Might Alistair Darling prove to be a hero of the Labour endgame? When he was first appointed, I argued that he’d be a puppet – “no more a Chancellor than Captain Scarlet was an actor”. I have since heard plenty of stories to the contrary: that he is doing a pretty good job saving taxpayers from the baser intentions of Brown, Balls, Cooper etc.
He has been busy chasing Shriti Vadera away from his territory – she’s prowling the City, claiming to speak with Brown’s authority. He is pushing for transparency and honesty in the government, insisting that his Pre-Budget Report went to 2013/14 so he could show how he would get the deficit back to zero (Brown wanted to drop the tax-raising bad years). His Budget, for example, was the first since 1996 not to have some hidden trick. And, most importantly, he has been resisting Brown’s current attempts to have a massive tax cut in the Budget funded by the Bank of England ahead of the June local elections. There will be a “stimulus”, I’m told, but the Treasury and No.10 disagree over its size. Since being appointed, Darling has twice offered to resign: not in a threatening way, but just to make Brown know that he doesn’t live in fear of the backbenches. And he need not spell out what damage he could cause if he did a Geoffrey Howe. So Darling strikes a different (if not deliberately inharmonious) note from No.10.

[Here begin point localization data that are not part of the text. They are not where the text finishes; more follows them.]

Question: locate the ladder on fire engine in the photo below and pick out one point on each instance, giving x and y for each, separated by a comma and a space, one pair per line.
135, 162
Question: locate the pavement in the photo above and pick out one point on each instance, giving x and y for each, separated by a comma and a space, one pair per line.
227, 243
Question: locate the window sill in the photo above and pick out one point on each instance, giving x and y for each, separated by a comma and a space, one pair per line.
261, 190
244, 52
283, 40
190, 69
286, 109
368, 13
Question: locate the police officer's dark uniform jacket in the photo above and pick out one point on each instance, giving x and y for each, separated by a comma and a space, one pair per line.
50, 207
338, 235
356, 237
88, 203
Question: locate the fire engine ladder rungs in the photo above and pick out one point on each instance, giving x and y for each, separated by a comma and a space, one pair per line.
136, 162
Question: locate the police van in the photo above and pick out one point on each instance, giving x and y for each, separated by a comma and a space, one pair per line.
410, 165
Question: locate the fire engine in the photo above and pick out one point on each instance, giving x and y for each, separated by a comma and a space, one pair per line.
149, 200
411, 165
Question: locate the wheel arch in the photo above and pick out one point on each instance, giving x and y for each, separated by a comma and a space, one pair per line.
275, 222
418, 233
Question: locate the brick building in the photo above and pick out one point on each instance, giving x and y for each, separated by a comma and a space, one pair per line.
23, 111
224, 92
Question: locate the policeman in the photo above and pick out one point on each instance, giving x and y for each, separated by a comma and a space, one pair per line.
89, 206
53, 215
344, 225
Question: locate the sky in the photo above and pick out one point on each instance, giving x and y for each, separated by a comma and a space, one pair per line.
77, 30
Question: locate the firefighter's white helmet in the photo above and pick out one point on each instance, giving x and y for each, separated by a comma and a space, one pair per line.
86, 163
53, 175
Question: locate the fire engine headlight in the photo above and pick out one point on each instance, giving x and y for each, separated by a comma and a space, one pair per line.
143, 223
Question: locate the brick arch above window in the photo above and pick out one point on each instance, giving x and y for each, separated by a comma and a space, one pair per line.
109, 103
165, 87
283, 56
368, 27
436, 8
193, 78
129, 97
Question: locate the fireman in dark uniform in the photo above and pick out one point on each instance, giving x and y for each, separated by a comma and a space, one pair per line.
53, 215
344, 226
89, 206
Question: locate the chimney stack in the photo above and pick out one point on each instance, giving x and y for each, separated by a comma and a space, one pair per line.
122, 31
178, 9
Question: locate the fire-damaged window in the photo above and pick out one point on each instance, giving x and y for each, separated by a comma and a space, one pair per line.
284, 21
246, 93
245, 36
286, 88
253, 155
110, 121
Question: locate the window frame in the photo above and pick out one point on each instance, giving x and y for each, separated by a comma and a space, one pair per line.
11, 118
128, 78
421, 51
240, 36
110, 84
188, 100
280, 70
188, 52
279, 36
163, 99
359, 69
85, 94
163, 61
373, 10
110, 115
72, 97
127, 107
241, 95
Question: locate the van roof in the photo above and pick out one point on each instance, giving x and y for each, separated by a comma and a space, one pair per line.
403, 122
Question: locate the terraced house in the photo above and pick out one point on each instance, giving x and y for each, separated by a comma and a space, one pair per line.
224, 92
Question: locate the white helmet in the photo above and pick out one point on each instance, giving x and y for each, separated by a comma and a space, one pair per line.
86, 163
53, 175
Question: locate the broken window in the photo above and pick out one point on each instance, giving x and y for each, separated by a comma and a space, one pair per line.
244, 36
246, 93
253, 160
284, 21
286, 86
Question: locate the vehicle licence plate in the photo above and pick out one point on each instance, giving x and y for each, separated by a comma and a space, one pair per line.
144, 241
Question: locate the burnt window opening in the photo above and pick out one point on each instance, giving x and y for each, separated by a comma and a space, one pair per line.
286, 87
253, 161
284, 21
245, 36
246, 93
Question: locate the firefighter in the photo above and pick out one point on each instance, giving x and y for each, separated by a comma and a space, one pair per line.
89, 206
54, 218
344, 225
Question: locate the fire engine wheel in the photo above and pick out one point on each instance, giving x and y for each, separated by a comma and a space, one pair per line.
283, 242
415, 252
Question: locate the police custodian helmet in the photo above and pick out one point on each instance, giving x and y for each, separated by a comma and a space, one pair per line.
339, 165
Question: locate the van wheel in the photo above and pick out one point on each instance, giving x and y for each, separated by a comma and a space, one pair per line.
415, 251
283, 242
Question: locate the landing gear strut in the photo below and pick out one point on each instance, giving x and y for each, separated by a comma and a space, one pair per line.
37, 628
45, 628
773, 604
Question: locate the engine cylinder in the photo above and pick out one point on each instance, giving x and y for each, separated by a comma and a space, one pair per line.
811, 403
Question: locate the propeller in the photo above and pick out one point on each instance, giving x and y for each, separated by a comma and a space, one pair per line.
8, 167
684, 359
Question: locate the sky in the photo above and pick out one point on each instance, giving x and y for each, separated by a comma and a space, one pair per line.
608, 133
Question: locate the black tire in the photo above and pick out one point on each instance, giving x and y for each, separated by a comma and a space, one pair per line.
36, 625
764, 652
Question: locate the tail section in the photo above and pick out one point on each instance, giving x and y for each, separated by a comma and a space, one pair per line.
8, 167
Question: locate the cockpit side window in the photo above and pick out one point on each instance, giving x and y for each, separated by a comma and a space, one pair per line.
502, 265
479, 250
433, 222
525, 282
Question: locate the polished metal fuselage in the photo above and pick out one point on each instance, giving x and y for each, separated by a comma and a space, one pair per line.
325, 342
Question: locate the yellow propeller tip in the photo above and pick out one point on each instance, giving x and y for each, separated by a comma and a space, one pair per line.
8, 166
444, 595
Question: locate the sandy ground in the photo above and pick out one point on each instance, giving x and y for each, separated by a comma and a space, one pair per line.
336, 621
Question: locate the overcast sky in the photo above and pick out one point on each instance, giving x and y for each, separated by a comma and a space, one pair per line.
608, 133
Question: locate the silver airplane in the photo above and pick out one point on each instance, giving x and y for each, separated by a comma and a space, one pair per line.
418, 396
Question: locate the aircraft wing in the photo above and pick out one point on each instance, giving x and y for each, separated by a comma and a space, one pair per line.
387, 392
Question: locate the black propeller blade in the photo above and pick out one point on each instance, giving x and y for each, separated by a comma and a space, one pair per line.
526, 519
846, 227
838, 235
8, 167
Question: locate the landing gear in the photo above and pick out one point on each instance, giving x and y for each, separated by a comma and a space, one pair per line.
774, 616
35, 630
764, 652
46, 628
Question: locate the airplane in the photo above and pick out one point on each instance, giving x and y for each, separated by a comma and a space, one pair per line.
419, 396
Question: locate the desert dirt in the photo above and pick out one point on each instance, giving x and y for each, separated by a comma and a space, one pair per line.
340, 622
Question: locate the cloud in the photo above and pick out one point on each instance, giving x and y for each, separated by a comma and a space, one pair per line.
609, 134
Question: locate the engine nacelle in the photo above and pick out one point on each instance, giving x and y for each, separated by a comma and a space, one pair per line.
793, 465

But why this difference? Here’s my theory: that Darling is an honest man who believes that as Chancellor he has a duty to level with the public about the debt carried in their name, especially during such times. Unlike Brown, he does not see the Budget as a political weapon, a 220-page piece of hate mail to post to Notting Hill. He sees himself as guardian of the nation’s finances. He is not slavishly loyal to Brown. But perhaps most of all, HM Treasury as an institution is asserting itself again. Darling is slowly realising from Treasury civil servants what Brown and Balls made them do in the last decade. The Treasury has traditionally been bastion of fiscal rectitude, but Brown made it into the Arthur Daley department for debt concealment. This greatly offended many in the Treasury, who are now speaking directly to Darling and saying: there is no more money. Also the Treasury staff will, unlike Brown, be here the day after the election to clean it up. They have every incentive to stop Brown trashing the economy.

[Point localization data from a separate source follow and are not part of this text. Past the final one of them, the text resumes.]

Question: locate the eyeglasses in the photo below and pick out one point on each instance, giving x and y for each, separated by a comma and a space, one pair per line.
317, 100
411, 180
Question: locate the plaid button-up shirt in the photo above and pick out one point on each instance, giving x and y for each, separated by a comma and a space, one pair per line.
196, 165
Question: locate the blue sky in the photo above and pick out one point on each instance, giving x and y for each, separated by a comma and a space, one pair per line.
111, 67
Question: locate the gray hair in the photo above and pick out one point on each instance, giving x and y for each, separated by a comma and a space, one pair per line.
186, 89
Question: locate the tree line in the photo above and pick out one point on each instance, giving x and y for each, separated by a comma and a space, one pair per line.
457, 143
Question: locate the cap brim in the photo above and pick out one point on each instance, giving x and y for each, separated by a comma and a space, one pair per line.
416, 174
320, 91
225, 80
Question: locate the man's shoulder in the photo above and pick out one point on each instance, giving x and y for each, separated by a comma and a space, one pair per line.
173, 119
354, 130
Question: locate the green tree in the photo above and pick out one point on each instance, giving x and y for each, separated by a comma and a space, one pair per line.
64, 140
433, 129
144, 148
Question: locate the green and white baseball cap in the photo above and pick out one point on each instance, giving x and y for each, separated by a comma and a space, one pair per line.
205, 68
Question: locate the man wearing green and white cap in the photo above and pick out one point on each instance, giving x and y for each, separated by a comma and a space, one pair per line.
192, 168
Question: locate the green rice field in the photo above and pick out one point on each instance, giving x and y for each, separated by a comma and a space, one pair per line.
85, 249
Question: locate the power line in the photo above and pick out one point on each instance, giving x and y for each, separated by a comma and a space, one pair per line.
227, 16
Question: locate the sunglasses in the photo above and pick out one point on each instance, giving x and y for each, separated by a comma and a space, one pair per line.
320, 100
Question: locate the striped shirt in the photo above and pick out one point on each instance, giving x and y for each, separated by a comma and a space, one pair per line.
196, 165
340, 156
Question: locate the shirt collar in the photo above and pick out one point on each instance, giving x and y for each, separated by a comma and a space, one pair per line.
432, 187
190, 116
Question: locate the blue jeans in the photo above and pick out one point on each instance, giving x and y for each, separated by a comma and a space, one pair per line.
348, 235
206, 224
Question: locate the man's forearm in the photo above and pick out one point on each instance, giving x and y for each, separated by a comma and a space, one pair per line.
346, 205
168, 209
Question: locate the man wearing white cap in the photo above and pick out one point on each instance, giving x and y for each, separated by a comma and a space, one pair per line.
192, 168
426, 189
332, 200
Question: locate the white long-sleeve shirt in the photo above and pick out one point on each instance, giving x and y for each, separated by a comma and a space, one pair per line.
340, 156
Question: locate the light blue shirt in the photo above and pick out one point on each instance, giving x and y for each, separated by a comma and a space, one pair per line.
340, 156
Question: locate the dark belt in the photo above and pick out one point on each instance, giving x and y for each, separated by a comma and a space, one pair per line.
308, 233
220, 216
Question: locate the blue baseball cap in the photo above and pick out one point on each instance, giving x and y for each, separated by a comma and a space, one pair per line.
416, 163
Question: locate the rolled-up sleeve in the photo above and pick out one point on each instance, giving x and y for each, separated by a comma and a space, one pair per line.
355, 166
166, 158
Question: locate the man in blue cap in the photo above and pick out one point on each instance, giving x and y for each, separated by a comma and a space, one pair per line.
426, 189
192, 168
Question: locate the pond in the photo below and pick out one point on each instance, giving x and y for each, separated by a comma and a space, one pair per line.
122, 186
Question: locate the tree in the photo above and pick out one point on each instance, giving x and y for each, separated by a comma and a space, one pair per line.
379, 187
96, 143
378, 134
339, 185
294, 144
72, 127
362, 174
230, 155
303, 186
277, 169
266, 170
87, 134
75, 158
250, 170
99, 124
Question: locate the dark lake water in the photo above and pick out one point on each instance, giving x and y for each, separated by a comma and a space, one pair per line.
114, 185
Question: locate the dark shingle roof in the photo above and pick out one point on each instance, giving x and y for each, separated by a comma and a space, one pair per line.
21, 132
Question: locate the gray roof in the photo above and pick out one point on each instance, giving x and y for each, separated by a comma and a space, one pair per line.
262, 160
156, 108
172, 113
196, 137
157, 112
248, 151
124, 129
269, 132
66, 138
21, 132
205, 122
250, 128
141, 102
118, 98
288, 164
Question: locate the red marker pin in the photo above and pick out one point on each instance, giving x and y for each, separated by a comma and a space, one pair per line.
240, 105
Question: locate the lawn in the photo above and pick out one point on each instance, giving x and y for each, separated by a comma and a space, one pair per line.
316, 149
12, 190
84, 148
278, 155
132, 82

Remember, HMT has a wonderfully subversive form. Three decades ago it was patriots within the Treasury civil service who massively overstated public spending, and told Healey that government debt was 60% of GDP in 1976. The real figure was 42% – but by the time Healey realised that the IMF had been called in and a cuts agenda started. “I cannot help suspecting that Treasury officials deliberately overstated public spending in order to put pressure on governments which were reluctant to cut it,” moaned Healey in his memoirs. I like to think of the band of Treasury officials who pulled this off having a quiet celebratory drink together in the Red Lion; their resourcefulness and sharp-thinking saved Britain from a desperate, spendthrift government.
The Treasury have no chance of repeating this trick, seeing as Brown knows every trick in the book and is a master of dressing up 50p as £1. But this statistical chicanery is harder to implement from No.10, and the Treasury have a good chance of softening the blow he intends to inflict on the taxpayer in the next Budget. With Darling resisting pressure for tax cuts, and promoting transparency, the taxpayer may well have found an unlikely hero in 11 Downing Street. And my, do we need one.